Legolas noticed Aragorn, even though he knew Aragorn did not want to be noticed. Even though his eyes were closed in relaxation, his lungs full of the sweet comforting breath of trees as he listened to the slow steady breathing of the company around him, he knew exactly when Aragorn left their sleeping ground and went deeper into the forest alone.

He sat up silently. In the shimmering light of Lothlorien, the dark night glade seemed almost as bright as day. He could not sleep when Aragorn suffered so; he knew that much, anyway.

He followed Aragorn's trail in the darkness, walking as light as heather over the fallen leaves, making no noise. Even though Aragorn had been raised among elves, his sheer weight and size made it impossible for him to come through the woods without sound for Legolas to be able to follow him by.

He soon caught up with Aragorn. The Dunadan had found a clearing in the trees and stood in it, singing a song that Frodo had sung hours before, only singing it in Elvish, sharing it with the immortals in the trees around them:

// When evening in the Shire was grey his footsteps on the Hill were heard; before the dawn he went away on journey long without a word.

From Wilderland to Western shore, from northern waste to southern hill through dragon-lair and hidden door and darkling woods he walked at will. //

Legolas sung the next verse, his voice a soft, sweet bell in the woods:

// With Dwarf and Hobbit, Elves and Men, with mortal and immortal folk with bird on bough and beast in den, in their own secret tongues he spoke. //

Aragorn jumped, which was exactly the type of reaction that Legolas had been going for. The elf came up to stand behind him, smiling with gentle mirth when Aragorn turned to him in surprise. "Caught off your guard again, Ranger? Arwen told me she was able to place a blade to your neck without you even hearing her. I do believe your skills are dulling with mortal exhaustion." The elf folded his hands behind his head and looked up at the stars. "Why do you not sleep?"

"And surely nothing troubles you out of sleep in such a paradise, prince of Mirkwood?"

Legolas laughed softly. "Now you're turning our own elvish logic back on us. You cannot answer a question with a question unless you have the pointy ears of our kin, Estel."

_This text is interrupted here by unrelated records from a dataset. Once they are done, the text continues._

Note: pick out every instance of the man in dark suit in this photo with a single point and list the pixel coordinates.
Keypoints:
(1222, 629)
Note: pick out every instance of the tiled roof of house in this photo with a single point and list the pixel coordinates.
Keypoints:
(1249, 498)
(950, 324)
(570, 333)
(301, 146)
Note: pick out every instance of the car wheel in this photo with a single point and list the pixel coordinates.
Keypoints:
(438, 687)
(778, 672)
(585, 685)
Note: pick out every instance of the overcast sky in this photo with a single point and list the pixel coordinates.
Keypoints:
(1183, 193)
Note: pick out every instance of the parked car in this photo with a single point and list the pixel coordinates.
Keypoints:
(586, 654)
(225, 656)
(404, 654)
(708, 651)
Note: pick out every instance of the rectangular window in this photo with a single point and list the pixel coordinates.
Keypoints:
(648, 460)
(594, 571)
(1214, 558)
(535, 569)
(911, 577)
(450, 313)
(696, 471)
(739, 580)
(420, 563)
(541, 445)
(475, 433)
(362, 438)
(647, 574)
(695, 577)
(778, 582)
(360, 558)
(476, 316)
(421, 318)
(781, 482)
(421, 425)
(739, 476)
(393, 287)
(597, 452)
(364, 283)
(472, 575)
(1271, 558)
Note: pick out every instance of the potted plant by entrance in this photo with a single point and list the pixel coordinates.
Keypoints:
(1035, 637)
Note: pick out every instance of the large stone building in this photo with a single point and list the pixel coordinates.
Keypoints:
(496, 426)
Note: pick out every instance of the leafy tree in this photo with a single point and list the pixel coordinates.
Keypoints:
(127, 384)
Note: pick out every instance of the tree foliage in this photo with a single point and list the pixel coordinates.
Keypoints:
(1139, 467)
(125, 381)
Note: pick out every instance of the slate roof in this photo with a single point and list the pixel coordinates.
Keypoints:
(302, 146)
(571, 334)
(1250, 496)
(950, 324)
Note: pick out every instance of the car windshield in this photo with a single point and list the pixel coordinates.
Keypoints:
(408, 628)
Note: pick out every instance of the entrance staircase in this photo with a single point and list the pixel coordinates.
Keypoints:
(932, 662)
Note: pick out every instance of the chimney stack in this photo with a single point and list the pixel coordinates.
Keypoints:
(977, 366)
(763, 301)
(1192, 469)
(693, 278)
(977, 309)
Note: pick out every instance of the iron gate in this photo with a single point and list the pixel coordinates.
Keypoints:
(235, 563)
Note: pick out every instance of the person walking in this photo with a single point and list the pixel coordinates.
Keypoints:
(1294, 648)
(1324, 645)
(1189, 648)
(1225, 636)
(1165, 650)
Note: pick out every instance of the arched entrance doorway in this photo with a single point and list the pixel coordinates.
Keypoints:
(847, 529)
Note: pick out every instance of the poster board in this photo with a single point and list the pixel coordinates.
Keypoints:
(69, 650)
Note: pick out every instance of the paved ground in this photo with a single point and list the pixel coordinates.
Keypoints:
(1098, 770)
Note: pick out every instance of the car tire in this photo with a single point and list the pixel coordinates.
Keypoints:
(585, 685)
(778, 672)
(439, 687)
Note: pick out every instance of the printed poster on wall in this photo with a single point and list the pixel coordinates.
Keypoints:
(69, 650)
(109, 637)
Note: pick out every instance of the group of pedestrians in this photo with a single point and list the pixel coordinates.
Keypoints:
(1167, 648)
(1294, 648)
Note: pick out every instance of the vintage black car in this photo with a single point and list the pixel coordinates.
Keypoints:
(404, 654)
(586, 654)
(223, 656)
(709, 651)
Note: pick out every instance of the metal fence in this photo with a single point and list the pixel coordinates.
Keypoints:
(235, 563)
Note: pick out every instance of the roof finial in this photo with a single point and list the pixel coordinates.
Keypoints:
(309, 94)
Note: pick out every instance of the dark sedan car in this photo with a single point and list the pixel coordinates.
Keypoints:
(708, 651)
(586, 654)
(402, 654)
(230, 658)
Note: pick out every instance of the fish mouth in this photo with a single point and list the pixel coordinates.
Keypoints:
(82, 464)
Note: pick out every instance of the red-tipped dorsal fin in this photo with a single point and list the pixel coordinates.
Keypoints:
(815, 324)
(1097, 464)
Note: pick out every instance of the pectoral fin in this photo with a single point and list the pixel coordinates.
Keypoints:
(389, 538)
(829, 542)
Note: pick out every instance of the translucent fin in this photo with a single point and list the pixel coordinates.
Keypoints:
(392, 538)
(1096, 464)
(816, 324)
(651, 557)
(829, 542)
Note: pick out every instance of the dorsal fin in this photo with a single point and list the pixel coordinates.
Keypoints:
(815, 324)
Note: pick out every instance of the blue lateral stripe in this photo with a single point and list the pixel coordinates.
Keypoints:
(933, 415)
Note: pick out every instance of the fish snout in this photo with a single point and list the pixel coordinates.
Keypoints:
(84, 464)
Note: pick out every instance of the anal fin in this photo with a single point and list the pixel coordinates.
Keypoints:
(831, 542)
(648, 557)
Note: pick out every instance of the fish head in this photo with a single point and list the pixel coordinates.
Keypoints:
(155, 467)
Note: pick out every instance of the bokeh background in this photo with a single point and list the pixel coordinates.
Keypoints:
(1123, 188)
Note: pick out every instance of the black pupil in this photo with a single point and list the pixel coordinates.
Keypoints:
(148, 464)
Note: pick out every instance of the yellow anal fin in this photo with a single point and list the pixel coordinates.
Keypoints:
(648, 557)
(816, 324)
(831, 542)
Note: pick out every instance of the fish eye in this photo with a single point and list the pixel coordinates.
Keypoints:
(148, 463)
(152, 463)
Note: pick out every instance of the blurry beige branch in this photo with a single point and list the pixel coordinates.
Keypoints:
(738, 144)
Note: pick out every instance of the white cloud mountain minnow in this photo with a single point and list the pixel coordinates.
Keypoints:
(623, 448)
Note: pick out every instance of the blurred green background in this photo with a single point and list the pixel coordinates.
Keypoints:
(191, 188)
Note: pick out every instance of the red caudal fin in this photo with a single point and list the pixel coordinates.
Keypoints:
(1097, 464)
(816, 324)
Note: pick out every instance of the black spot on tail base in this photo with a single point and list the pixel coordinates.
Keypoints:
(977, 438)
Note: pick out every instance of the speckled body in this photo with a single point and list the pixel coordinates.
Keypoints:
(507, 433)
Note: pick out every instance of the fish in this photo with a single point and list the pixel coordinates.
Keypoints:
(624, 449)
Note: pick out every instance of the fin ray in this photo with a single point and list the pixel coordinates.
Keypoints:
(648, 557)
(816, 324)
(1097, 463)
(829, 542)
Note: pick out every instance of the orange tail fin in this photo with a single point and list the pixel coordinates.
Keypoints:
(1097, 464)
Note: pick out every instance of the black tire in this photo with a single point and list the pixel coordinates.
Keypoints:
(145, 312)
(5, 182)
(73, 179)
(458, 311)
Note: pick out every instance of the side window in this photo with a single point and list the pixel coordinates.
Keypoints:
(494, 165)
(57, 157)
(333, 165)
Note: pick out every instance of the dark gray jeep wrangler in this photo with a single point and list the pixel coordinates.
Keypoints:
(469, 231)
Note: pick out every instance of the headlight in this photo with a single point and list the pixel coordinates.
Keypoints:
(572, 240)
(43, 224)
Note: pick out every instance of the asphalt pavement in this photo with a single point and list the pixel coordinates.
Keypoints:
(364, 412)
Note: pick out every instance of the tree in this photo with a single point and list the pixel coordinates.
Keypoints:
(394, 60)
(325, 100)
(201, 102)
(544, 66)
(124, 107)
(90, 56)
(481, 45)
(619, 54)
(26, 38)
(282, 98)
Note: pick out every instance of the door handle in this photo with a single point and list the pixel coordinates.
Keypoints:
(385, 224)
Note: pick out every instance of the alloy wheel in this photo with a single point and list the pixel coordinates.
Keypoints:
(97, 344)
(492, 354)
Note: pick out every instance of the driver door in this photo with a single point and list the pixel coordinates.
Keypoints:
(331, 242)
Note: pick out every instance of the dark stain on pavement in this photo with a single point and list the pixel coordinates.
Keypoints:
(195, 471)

Aragorn seemed to start, looking back out into the darkness. "You have not called me that in a very long time, Legolas."

"No fault of mine. It's only that you left Imladris so many years ago, still fair and young, and you did not come back for such a long time. You are no longer a forest child."

A sort of smile turned Aragorn's mouth as he stared off into the darkness. "Neither are you, nin mellon. You have become quite the assassin."

"Yes, well. When you have years of nothing to do but traverse the woods and fields, weaponry is a rather easy pastime to pick up. I had never hoped to use such a destructive skill unless it was in the defense of my people." Legolas sat down in the leaves, lying back again. Unbidden, Aragorn came and sat by him. They both spent a few moments gazing into the canopy of leaves, golden and set bright by moonlight, until one of them was ready to speak again.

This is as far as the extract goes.